Monsoon clouds towering over Tucson have been so spectacular in the past week that even an experienced, research-minded atmospheric scientist can be wowed.

“I just about drove off the road watching the clouds at sunset because they were so amazing” one day recently, said Mike Leuthold, a research meteorologist in the Department of Atmospheric Sciences at the University of Arizona.

Leuthold provided some fascinating facts about our monsoon sky show — noting, for example, that some of those clouds jut 11 vertical miles into the sky.

Behind the spectacle

“At this time of year, when the monsoon gets wetter, it’s much more humid and muggy and that’s when we get the spectacular clouds,” Leuthold said. “Those spectacular clouds can build up even in the morning because the air is so wet and unstable.”
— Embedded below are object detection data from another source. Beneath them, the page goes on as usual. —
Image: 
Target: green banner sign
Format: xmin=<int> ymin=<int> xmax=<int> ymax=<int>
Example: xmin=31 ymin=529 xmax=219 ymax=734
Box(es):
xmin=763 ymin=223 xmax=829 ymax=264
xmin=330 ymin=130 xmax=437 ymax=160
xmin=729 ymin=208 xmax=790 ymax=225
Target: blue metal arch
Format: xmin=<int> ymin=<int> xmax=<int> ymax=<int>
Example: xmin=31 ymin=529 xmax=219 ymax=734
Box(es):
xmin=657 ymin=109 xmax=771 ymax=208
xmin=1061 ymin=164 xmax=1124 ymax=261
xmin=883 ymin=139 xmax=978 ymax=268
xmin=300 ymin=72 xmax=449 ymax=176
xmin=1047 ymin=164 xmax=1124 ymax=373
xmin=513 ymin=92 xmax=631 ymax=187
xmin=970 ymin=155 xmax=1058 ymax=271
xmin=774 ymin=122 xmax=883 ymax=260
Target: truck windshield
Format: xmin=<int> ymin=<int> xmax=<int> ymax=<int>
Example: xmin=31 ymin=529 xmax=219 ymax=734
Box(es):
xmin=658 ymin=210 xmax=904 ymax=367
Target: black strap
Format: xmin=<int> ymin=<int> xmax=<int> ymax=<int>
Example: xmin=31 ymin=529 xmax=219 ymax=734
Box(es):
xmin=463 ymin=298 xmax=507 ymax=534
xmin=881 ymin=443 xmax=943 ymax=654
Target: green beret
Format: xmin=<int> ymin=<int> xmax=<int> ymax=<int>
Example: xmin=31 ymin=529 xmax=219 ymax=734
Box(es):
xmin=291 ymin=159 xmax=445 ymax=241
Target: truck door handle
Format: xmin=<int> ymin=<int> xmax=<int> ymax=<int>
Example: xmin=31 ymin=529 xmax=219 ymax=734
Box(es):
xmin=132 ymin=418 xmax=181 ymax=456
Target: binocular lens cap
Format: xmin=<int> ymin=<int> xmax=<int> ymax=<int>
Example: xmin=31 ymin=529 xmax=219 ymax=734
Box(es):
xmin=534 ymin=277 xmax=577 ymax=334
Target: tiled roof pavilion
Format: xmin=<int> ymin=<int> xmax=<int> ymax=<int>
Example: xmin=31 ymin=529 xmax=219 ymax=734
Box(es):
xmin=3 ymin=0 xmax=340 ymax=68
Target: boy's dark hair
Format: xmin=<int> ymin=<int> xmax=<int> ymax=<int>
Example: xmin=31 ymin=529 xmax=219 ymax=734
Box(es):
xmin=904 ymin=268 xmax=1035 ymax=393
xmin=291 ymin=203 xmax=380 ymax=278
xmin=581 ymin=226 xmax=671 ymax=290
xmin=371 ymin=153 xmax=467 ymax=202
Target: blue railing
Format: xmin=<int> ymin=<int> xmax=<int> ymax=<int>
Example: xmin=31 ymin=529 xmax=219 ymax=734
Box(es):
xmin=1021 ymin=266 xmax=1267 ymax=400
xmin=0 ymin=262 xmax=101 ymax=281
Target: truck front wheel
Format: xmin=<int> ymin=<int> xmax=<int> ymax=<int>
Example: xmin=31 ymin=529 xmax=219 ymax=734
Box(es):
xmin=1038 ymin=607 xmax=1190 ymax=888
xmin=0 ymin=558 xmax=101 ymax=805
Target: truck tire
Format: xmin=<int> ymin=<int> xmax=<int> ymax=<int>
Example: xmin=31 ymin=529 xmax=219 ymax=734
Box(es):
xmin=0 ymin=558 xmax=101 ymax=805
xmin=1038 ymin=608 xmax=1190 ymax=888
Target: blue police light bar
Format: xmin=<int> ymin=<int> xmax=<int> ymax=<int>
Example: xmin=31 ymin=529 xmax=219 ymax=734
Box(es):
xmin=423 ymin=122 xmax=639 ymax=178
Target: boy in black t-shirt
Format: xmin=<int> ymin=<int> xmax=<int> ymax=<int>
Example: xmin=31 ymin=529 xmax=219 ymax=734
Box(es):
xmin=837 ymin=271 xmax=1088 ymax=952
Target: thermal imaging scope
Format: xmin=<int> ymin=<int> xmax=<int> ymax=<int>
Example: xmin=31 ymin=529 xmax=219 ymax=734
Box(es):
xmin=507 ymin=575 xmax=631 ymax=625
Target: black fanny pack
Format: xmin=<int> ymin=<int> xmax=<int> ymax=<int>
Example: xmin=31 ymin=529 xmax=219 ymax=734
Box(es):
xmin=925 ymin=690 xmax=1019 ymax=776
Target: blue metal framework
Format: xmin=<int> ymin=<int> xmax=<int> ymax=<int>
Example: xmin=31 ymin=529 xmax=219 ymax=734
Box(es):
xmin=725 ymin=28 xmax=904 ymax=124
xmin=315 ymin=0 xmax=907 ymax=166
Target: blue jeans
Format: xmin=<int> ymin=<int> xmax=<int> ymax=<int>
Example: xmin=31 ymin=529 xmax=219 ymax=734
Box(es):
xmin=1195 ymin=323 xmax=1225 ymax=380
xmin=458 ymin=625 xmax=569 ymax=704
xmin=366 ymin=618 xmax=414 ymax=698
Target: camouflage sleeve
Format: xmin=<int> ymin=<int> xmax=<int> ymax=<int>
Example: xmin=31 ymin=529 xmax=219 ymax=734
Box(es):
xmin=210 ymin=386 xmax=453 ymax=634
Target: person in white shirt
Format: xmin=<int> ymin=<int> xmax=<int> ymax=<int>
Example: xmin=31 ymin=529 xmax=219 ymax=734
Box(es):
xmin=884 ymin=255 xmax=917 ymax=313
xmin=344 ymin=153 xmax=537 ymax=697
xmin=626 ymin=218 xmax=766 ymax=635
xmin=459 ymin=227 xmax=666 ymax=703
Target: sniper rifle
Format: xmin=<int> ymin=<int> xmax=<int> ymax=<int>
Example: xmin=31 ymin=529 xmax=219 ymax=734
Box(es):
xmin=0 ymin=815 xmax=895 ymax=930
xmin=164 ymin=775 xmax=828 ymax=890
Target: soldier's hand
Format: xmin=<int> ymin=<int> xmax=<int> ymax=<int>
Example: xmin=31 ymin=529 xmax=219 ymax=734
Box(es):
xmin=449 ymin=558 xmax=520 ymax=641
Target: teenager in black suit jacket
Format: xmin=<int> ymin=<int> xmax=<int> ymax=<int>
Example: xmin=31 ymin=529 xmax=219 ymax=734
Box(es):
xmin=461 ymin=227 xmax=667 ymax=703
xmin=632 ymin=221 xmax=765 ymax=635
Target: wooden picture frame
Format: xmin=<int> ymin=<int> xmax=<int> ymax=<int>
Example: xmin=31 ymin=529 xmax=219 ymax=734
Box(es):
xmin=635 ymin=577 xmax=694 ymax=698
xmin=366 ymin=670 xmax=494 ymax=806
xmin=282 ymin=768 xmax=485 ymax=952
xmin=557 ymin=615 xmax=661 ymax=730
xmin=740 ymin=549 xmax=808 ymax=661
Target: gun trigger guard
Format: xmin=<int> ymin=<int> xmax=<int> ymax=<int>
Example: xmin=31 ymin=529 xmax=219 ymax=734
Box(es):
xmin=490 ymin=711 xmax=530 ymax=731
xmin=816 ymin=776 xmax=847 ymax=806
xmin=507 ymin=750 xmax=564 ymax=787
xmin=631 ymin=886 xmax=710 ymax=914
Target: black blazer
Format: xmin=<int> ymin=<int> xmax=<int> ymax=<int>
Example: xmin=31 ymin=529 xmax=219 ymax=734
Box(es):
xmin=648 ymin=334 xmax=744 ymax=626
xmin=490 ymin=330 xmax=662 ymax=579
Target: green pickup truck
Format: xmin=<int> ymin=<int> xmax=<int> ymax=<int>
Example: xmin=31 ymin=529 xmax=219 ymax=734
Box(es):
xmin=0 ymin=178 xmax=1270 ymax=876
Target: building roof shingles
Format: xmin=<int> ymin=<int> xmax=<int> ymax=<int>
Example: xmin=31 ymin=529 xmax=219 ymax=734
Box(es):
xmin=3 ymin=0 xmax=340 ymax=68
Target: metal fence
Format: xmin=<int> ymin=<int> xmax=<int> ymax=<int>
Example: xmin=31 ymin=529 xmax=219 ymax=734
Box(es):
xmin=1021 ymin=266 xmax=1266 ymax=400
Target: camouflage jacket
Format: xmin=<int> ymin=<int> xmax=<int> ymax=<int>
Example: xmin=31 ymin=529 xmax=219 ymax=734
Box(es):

Monsoon clouds are often “much deeper and much higher from base to top” than clouds at some other times of the year, Leuthold said. “They’re spectacular because there’s so much more cloud to see.”

Types of clouds

Several types of clouds play a role in monsoon skies, but cumulus and cumulonimbus clouds are the superstars.
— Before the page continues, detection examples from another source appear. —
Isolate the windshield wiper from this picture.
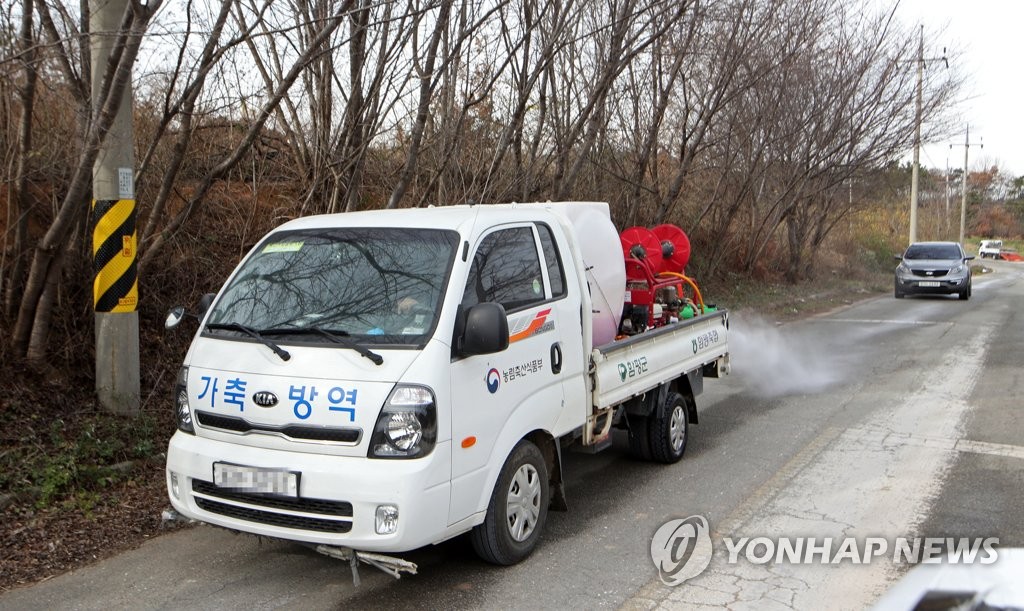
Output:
[206,322,292,360]
[263,326,384,365]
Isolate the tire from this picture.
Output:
[627,416,650,461]
[470,439,551,566]
[647,392,689,465]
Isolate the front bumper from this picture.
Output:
[896,274,970,295]
[166,432,451,553]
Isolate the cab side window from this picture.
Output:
[537,224,565,299]
[462,227,545,312]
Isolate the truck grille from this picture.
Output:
[913,269,949,278]
[191,479,352,532]
[196,410,362,443]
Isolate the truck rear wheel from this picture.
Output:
[470,440,551,566]
[647,392,689,464]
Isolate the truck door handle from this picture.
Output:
[551,342,562,374]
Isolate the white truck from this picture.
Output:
[165,203,729,576]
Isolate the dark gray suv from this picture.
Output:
[895,242,974,299]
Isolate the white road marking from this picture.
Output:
[812,318,955,326]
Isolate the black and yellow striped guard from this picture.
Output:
[92,200,138,312]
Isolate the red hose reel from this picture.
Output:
[618,224,703,335]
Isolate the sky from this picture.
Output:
[893,0,1024,176]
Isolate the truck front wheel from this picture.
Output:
[647,392,689,464]
[470,439,551,565]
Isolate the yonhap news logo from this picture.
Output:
[650,516,999,585]
[650,516,713,585]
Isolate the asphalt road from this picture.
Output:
[0,262,1024,610]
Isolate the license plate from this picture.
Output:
[213,463,299,497]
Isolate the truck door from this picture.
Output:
[449,223,585,523]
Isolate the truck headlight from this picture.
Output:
[174,366,196,435]
[367,385,437,459]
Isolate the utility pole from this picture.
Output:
[89,0,139,413]
[910,25,925,244]
[949,125,985,245]
[942,155,949,236]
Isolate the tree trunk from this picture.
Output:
[387,0,453,209]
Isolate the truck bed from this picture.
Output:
[591,310,729,410]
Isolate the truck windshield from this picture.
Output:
[206,227,458,346]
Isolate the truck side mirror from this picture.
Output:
[461,303,509,356]
[164,293,217,330]
[164,306,185,329]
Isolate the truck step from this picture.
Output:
[569,435,611,454]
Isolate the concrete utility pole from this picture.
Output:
[942,155,949,236]
[89,0,139,413]
[949,125,985,245]
[910,26,925,244]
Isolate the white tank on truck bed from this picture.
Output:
[542,202,626,346]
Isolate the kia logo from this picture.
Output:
[253,391,278,407]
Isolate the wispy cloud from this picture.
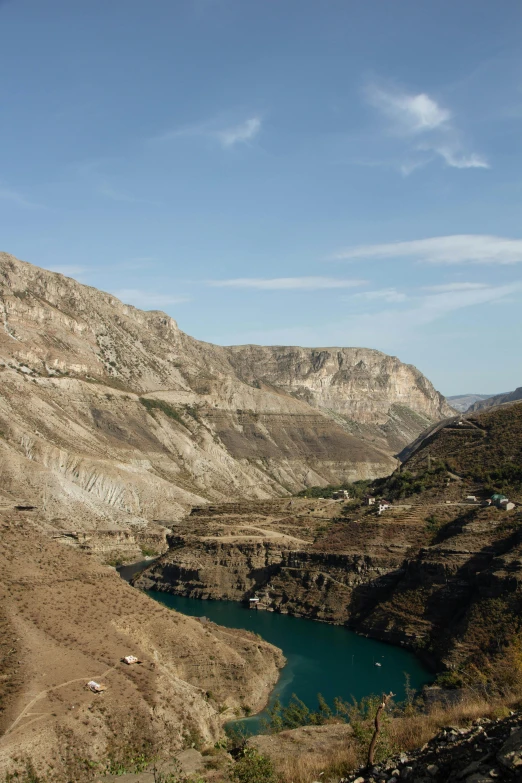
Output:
[423,283,488,293]
[216,117,261,147]
[0,186,43,209]
[113,288,190,310]
[233,282,522,352]
[150,115,262,149]
[345,288,408,303]
[206,277,366,291]
[331,234,522,264]
[428,144,490,169]
[47,264,89,277]
[366,84,451,134]
[365,84,489,176]
[97,182,158,205]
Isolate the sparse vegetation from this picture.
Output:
[230,748,278,783]
[296,480,372,500]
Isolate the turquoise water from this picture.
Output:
[144,591,433,734]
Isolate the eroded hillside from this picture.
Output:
[0,254,451,557]
[137,403,522,687]
[0,510,283,781]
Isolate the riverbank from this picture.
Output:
[140,591,432,733]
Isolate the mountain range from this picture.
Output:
[0,253,453,544]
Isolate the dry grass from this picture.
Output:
[274,741,361,783]
[273,694,521,783]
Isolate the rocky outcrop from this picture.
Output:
[468,386,522,412]
[135,483,522,670]
[343,712,522,783]
[134,498,427,624]
[0,253,449,544]
[0,510,284,783]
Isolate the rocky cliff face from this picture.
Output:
[0,254,448,548]
[227,345,453,451]
[468,386,522,411]
[137,396,522,676]
[0,510,284,783]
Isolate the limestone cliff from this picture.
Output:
[136,402,522,676]
[0,510,284,783]
[0,254,450,535]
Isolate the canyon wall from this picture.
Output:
[0,253,450,544]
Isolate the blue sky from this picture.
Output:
[0,0,522,394]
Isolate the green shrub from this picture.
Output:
[230,748,278,783]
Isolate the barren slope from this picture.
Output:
[0,254,450,550]
[0,511,283,781]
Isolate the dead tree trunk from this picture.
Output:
[367,691,395,767]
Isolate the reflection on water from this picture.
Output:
[143,591,432,733]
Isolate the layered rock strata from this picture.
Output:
[0,253,451,544]
[0,511,284,783]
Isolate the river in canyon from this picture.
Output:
[119,561,433,734]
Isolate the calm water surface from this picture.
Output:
[143,596,433,734]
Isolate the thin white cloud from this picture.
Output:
[216,117,261,147]
[331,234,522,264]
[366,85,451,134]
[113,288,190,310]
[0,187,43,209]
[349,288,409,303]
[48,264,89,277]
[206,277,366,291]
[97,182,158,204]
[149,115,262,149]
[431,145,490,169]
[365,84,489,176]
[423,283,488,293]
[234,282,522,353]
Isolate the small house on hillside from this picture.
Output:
[332,489,350,500]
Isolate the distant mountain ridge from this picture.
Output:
[469,386,522,411]
[0,253,448,531]
[446,394,499,413]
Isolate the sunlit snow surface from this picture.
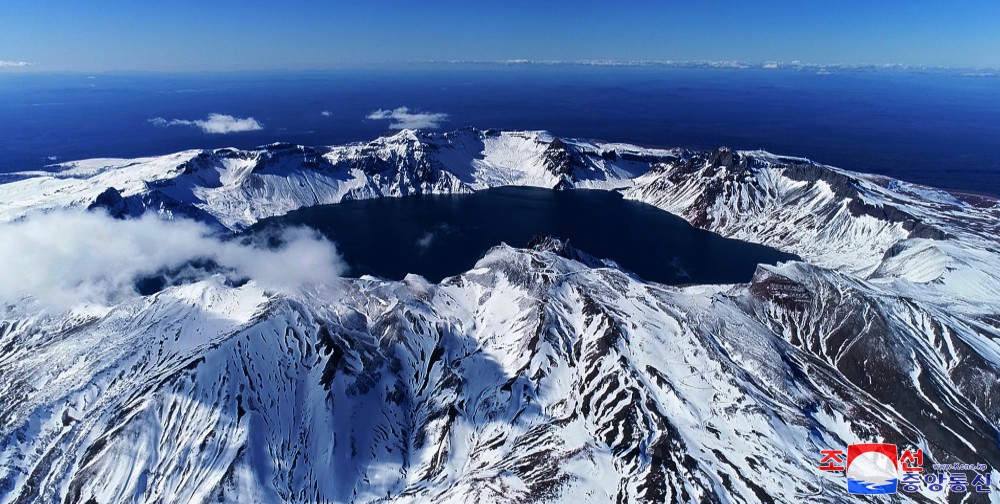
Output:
[0,130,1000,502]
“If you look over Mount Lemmon, cumulus clouds form first — formed by heating of the sun,” Leuthold said.

Those white cumulus clouds can evolve into towering cumulus clouds, with their bottoms gradually becoming dark gray.
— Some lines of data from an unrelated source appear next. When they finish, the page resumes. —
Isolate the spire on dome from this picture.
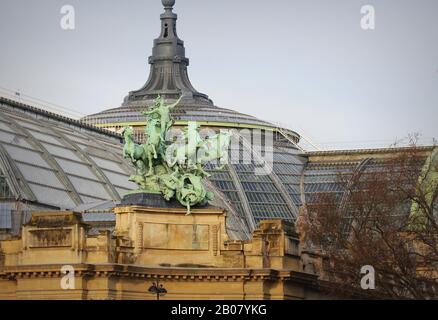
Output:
[124,0,213,105]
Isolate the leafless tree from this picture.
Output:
[298,141,438,299]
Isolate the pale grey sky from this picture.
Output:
[0,0,438,148]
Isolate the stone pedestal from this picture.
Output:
[114,194,228,267]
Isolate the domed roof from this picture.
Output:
[83,1,299,141]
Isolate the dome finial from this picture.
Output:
[161,0,175,10]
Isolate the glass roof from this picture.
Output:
[0,100,135,209]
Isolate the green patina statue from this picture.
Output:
[123,96,231,214]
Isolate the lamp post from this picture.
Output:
[148,279,167,300]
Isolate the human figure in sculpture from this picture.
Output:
[143,96,182,140]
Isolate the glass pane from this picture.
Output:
[103,170,137,190]
[0,203,12,229]
[29,130,62,145]
[43,143,81,162]
[17,163,65,190]
[0,170,14,199]
[4,145,50,168]
[29,183,76,210]
[55,158,98,180]
[69,176,111,200]
[91,156,124,173]
[0,130,32,149]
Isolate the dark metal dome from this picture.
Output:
[83,0,300,142]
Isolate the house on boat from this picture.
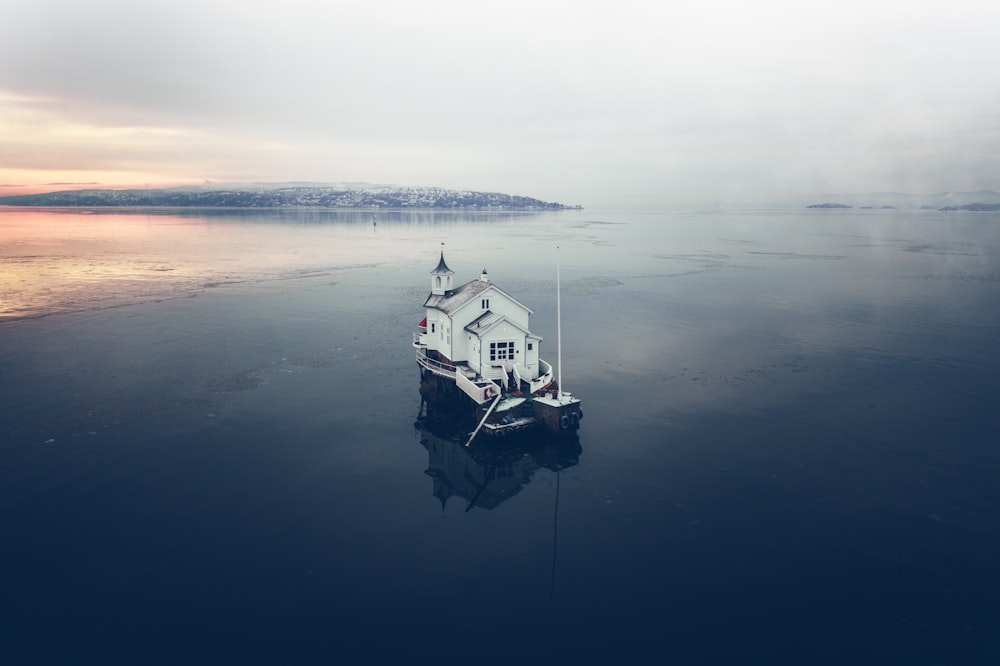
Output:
[414,250,553,404]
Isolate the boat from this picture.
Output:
[413,244,583,446]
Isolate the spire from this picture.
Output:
[431,243,455,275]
[431,243,455,296]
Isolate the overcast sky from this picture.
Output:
[0,0,1000,207]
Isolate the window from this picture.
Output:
[490,342,514,361]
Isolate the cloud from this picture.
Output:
[0,0,1000,202]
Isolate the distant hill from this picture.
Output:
[0,183,579,210]
[806,190,1000,211]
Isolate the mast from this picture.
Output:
[556,245,562,402]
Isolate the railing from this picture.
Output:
[417,347,462,377]
[528,359,555,393]
[455,372,501,405]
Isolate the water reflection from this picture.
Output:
[414,417,583,511]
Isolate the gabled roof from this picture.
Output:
[465,310,542,340]
[424,276,532,315]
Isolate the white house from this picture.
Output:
[419,250,550,385]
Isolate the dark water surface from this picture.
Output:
[0,210,1000,664]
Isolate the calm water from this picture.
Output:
[0,205,1000,664]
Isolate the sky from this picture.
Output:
[0,0,1000,206]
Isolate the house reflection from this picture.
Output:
[415,412,583,511]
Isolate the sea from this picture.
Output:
[0,208,1000,664]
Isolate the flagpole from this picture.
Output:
[556,245,562,402]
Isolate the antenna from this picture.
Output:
[556,245,562,402]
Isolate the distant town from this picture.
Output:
[0,184,581,210]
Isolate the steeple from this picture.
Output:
[431,243,455,296]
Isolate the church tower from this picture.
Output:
[431,243,455,296]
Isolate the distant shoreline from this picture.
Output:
[0,184,582,211]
“Then they can gradually change into cumulonimbus, which is a cloud that has precipitation coming out of it,” Leuthold said. “The transition from cumulus to towering cumulus to cumulonimbus can sometimes be quite rapid, within 30 minutes.”

High in the sky

“Shallow cumulus clouds can be 5,000 or 6,000 feet off the ground,” with towering cumulus rising still higher, Leuthold said. “Cumulonimbus typically are 50,000 feet high, but in very strong storms here they can get up to over 60,000 feet” — or more than 11 miles high.

“They dwarf the mountains.”

Matters of moisture

It’s not possible to get an exact measure of the moisture in a massive monsoon cloud — but it’s a lot.

When temperature and other factors cause clouds to unleash a thunderstorm, as much as 2 inches or more of rain can fall. That happened recently in the Dove Mountain area northwest of Tucson.

“That 2 inches could fall over a large area,” Leuthold said. “The amount of moisture is enormous. It could be millions of gallons.”

Sometimes massive clouds form, but heating and other factors aren’t sufficient to touch off precipitation.

“Big storms can essentially die when they move into a drier air mass,” Leuthold added. “Dry air can evaporate clouds away.”